Arizona-based DriveTime Automotive Group, Inc. and its finance company, DT Acceptance Corporation, are the nation’s largest buy-here, pay-here car dealer. The company operates 117 dealerships in 20 states and, as of Dec 31, 2013, held more than 150,000 outstanding auto installment contracts.
DriveTime consented to the issuance of the Consent Order by CFPB under Sections 1053 and 1055 of the CFPA, 12 U.S.C. §§ 5563 and 5565, “without admitting or denying any of the findings of fact or conclusions of law, except that DriveTime admits the facts necessary to establish the Bureau’s jurisdiction over DriveTime and the subject matter of this action.”
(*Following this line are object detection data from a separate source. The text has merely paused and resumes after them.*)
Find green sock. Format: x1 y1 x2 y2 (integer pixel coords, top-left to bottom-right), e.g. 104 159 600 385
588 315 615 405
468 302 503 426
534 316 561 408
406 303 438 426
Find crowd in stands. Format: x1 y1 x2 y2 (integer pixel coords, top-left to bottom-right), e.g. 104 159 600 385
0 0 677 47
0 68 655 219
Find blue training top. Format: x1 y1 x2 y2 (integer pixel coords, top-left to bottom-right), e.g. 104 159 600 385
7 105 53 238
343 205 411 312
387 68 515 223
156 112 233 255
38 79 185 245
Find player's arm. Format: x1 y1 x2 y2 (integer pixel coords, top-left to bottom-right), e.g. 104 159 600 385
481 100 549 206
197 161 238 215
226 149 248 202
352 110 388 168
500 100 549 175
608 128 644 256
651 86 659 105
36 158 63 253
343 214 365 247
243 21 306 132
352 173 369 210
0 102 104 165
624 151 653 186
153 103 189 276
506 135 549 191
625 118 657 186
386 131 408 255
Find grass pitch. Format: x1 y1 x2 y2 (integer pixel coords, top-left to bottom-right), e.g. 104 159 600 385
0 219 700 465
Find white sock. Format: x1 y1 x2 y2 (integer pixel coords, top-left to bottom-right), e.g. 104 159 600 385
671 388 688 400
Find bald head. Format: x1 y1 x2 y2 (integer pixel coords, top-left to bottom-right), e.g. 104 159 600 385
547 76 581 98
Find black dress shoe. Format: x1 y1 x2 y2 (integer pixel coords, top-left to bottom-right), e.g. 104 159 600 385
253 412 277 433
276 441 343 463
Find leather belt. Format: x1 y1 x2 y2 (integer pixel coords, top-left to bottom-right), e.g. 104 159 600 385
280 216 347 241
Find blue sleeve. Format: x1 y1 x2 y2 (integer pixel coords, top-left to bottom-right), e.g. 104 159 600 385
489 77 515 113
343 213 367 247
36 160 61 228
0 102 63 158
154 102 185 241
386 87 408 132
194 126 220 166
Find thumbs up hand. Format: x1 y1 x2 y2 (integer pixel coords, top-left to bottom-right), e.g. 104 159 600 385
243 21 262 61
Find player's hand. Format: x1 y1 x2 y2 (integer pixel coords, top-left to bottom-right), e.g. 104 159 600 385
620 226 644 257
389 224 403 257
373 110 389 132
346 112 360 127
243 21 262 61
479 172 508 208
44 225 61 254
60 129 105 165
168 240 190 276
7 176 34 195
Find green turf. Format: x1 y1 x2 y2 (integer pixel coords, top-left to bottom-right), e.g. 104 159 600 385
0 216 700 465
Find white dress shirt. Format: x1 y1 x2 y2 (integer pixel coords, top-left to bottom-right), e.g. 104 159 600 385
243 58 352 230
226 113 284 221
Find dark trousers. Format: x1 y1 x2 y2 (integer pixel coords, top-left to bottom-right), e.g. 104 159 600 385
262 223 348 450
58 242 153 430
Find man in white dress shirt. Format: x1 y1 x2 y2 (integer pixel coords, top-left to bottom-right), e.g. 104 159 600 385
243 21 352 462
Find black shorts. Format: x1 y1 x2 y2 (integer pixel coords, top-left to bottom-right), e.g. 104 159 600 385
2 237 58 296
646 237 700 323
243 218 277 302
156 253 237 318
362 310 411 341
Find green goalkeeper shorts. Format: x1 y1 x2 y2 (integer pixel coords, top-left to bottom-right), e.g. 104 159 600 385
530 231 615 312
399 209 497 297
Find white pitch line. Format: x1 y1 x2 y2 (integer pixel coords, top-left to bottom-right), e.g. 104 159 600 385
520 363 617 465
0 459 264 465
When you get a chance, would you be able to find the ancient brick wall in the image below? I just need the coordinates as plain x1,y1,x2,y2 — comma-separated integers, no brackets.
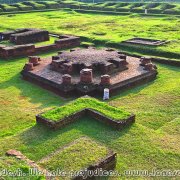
0,44,35,59
10,30,49,45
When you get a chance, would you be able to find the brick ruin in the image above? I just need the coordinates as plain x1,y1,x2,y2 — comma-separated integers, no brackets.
22,48,157,97
0,28,49,45
0,29,80,59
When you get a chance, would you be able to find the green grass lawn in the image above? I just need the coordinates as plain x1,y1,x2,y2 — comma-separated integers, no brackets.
0,11,180,179
40,97,131,121
0,10,180,59
0,48,180,179
39,137,110,174
0,36,58,46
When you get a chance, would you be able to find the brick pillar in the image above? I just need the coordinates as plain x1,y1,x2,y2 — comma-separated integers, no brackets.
119,54,127,60
62,74,71,85
23,63,33,71
80,69,92,84
140,57,151,66
52,56,59,60
100,74,111,85
144,63,157,71
58,51,63,55
51,60,59,69
29,56,39,66
63,63,73,74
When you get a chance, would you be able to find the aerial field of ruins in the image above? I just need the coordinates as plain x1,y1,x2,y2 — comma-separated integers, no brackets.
0,0,180,180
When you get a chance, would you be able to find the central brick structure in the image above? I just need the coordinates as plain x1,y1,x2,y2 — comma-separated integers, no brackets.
22,48,157,97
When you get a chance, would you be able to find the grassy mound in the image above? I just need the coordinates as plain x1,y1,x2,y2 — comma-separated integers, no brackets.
23,1,46,10
38,1,60,9
40,137,109,173
0,4,18,12
41,97,130,121
13,3,33,11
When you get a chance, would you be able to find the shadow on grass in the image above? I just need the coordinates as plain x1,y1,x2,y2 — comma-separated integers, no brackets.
18,117,134,160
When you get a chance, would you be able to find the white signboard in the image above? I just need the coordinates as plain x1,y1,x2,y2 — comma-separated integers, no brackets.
103,88,109,100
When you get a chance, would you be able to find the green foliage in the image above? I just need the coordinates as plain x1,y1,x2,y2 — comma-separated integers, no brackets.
0,49,180,176
40,137,109,173
13,3,33,11
38,1,60,9
0,4,18,12
23,1,46,10
41,97,130,121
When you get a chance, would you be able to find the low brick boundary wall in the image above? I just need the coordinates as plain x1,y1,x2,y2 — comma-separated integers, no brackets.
115,51,180,67
0,35,81,59
36,108,135,130
73,151,117,180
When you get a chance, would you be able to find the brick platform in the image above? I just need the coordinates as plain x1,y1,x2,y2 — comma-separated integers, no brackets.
22,48,157,97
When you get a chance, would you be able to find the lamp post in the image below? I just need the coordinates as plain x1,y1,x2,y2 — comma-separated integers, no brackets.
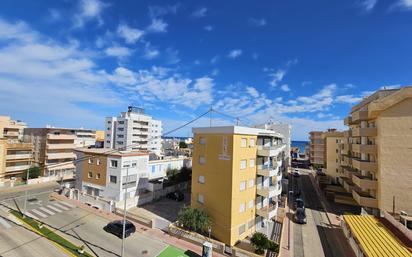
120,167,129,257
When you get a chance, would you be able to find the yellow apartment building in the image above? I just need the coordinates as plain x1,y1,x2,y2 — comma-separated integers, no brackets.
322,129,343,183
309,131,325,167
191,126,285,246
0,116,33,183
341,87,412,214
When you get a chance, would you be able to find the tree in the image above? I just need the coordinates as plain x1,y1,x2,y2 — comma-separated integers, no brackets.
250,232,270,254
179,141,187,148
23,166,40,180
177,206,212,235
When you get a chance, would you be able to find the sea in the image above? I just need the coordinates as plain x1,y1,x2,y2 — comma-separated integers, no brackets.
291,140,309,153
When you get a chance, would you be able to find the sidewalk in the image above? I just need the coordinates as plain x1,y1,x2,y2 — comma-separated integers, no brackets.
52,193,225,257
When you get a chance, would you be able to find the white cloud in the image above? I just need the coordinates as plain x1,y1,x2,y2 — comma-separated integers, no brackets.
335,95,363,104
269,69,286,87
73,0,107,28
280,84,290,92
227,49,242,59
191,7,207,18
204,25,213,31
117,24,144,44
359,0,378,11
147,19,168,32
105,46,132,58
250,18,266,27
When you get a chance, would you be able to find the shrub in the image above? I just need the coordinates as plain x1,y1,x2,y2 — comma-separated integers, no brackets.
177,206,212,235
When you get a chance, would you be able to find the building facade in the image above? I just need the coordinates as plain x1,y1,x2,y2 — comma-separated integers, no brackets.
104,106,162,155
0,116,33,183
341,87,412,214
322,129,343,183
309,131,325,167
75,148,149,207
191,126,285,246
24,127,95,179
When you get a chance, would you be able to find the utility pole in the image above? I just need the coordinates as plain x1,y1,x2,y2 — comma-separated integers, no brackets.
120,167,129,257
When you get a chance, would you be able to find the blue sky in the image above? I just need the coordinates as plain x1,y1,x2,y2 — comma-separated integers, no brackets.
0,0,412,140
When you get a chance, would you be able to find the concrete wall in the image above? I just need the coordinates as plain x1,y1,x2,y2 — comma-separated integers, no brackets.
377,99,412,213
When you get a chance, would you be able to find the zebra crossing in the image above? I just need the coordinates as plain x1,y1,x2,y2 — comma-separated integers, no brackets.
26,202,75,219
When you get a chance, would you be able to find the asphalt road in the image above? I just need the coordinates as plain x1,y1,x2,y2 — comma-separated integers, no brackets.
293,169,353,257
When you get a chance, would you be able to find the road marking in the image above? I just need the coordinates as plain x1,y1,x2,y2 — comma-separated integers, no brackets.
47,205,62,212
59,202,75,208
39,207,54,215
30,209,48,218
54,203,70,211
0,217,11,229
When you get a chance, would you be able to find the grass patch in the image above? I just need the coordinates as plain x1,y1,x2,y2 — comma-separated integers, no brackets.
11,210,93,257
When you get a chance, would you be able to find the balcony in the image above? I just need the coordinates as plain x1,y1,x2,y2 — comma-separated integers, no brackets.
352,174,378,191
6,164,30,172
256,185,282,198
352,111,368,123
46,152,76,160
257,144,286,157
352,158,378,172
352,189,378,208
257,165,279,177
256,204,278,219
46,144,75,150
6,153,32,161
352,128,378,137
352,144,376,154
47,134,76,140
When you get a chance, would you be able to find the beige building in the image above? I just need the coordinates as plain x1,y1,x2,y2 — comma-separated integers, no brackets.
322,129,343,183
309,131,325,167
341,87,412,214
0,116,33,183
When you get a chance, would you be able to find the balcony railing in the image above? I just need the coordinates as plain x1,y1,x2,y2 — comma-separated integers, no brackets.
256,204,278,219
352,158,378,172
352,128,378,137
352,173,378,191
352,189,378,208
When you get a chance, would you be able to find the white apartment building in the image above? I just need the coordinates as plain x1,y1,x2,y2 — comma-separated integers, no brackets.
104,106,162,155
75,148,149,208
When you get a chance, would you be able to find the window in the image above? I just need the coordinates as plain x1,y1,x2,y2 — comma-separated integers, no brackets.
239,224,246,235
110,160,117,168
239,203,246,213
240,181,246,191
199,156,206,165
197,194,205,204
240,138,247,147
249,159,255,168
240,160,247,170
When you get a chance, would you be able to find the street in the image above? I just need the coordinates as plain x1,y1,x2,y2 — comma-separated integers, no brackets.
0,184,167,257
292,169,352,257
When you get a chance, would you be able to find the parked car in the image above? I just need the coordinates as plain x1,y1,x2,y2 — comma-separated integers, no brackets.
293,198,305,210
294,208,306,224
166,191,185,202
103,220,136,238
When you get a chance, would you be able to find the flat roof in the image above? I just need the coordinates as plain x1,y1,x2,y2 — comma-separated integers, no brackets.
75,148,149,156
343,215,412,257
192,126,283,138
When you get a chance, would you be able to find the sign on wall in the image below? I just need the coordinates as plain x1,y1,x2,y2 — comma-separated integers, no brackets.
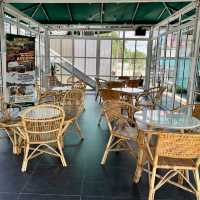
6,34,35,103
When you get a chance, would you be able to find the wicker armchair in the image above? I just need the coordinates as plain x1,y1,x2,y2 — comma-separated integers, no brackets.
101,101,137,165
142,132,200,200
95,77,107,102
62,89,84,140
127,79,141,88
21,104,70,172
38,90,66,105
98,89,121,126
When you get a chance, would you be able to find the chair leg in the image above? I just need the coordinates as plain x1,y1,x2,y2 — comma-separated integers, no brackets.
195,168,200,200
148,166,156,200
75,120,84,140
97,112,103,126
58,141,67,167
21,144,30,172
101,135,113,165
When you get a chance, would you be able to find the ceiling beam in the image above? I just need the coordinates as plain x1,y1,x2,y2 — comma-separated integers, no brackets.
4,0,195,3
31,3,41,18
131,3,140,23
41,5,50,21
21,3,39,12
163,2,173,15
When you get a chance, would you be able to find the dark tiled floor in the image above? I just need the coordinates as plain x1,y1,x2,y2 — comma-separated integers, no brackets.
0,95,195,200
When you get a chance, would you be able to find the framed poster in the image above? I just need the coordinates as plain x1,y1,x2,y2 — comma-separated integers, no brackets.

DriveTime executive vice president and general counsel Jon Ehlinger said in an emailed statement that the company strives to comply with all applicable laws.
“Over the last several years, prior to the initiation of the CFPB investigation, DriveTime had taken and has continues to take steps to enhance its customer experience, and loan servicing activities, including the handling of do not call requests and credit reporting, Ehlinger said in the statement.
“We look forward to an ongoing relationship with the agency, and hope to establish a constructive dialogue designed to improve our customer service and compliance practices in the years ahead,” he said.
Typically, buy-here, pay-here dealers service subprime borrowers. DriveTime’s average customer has an annual income of $37,000 to $50,000 and a FICO score between 461 and 554 according to CFPB. The regulator said that at least 45% of DriveTime’s auto installment contracts were delinquent at any given moment.
The consent order says that In November 2011, DriveTime started using a third-party loan servicing platform to compile information to be furnished. By April 2013, DriveTime outsourced its furnishing completely. The conversion to a third-party servicing platform was a massive transition that led to inaccuracies in DriveTime’s furnished information.
Following the November 2011 conversion, DriveTime furnished duplicate account information for at least 20,000 accounts. DriveTime did not detect these furnishing inaccuracies until April 2012, and it corrected the inaccuracies in June 2012 according to CFPB.
Then, in 2012, CFPB alleges that DriveTime furnished inaccurate current balances for consumers on 90,000 charged-off accounts, largely due to problems with that conversion. DriveTime did not detect these furnishing inaccuracies until July 2012, and it suspended furnishing until the cause of the inaccuracy was corrected in October 2012 CFPB says.
Among the other violations alleged by CFPB was that DriveTime management encouraged collectors to call borrowers at work and call references despite requests that the collectors stop. Collector also allegedly called wrong numbers, some for as long as a year.
In some cases, DriveTime allegedly gave credit reporting agencies information that inaccurately reflected the timing of repossessions and dates of a first delinquency. The company also is alleged to have improperly handled credit information furnishing disputes. Drive Time allegedly failed to implement reasonable procedures to ensure the accuracy of consumers’ credit information.